Our work with a number of very large as well as medium-sized firms has convinced me that, at least for the next five years, every enterprise will need an Enterprise Ontology. As in 1. This enterprise ontology that some of our clients call their “core ontology” is extended into their specific sub-domains.
But let’s look at some important numbers.
- gist, our starter kit (which is free and freely available on our web site) has about 100 classes and almost that many properties, for a cognitive load of 200 concepts.
- When we build enterprise ontologies, we often move many distinctions into taxonomies. What this does is shift a big part of the complexity of business information out of the structure (in the ontology and the shapes derived from the ontology) and into a much simpler structure that can be maintained by subject matter experts and has very little chance of disrupting anything that is based on the ontology. It is not unusual to have many thousands of distinctions in taxonomies, but this complexity does not leak into the structure or complexity of the model.
- When we work with clients to build their core ontology, we often double or triple the number of concepts that we started with in gist, to 400-600 total concepts. This gets the breadth and depth needed to provide what we call the scaffolding to include all the key concepts in their various lines of businesses and functions.
- Each department often extends this further, but it continues to astound us how little extension is often needed to cover the requisite variety. We have yet to find a firm that really needs more than about 1000 concepts (classes and properties) to express the variety of information they are managing.
- A well-designed Enterprise Ontology (a core and a series of well-managed extensions) will have far fewer concepts to master than even an average-sized enterprise application database schema. Orders of magnitude fewer concepts than a large packaged application, and many, many orders of magnitude fewer than the sum total of all the schemas that have been implemented.
We’re already seeing signs of a potential further decrease. Most of the firms in the same industry share about 70-80% of their core concepts. Industry ontologies will emerge. I really mean useful ones; there are many industry ontologies out there, but we haven’t found any useful ones yet.
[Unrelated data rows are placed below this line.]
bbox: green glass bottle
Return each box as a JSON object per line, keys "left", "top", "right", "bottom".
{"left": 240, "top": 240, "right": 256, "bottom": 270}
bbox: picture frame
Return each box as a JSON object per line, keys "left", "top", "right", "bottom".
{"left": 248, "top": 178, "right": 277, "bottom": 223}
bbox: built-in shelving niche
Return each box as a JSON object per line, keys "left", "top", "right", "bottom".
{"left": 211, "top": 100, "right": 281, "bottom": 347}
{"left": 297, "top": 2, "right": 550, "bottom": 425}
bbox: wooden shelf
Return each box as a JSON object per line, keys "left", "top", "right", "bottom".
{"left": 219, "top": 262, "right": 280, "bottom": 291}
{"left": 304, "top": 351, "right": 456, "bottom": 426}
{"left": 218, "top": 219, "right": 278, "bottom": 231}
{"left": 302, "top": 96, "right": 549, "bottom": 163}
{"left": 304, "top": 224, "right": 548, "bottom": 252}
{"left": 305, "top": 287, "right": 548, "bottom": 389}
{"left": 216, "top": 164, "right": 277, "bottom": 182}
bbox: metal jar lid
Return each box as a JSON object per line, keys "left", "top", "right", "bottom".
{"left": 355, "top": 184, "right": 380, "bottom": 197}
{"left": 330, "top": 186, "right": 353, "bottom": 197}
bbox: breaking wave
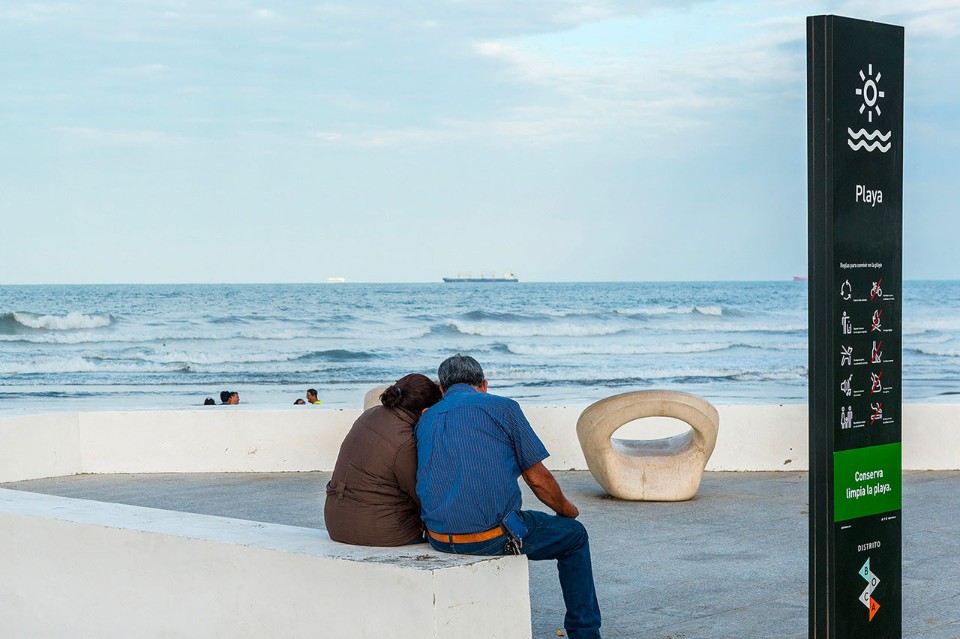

As they emerge, and as firms move to specializing their shared industry ontology, they will need even fewer new unique concepts.
What we need are a few thousand well-crafted concepts that information providers and consumers can agree on and leverage. We currently have millions of concepts in the
many ontologies that are out there, and billions of concepts in the many database schemas that are out there.
We need a drastic reduction in quantity and a ramp up in quality if we are to have any hope of reigning in the complexity we have created. LLMs used for ontology building promise a major distraction to that goal. Let’s use LLMs instead for things they are good at, like extracting information from text, finding complex patterns in noise, and generating collateral content at wicked rates to improve the marketing department’s vanity metrics.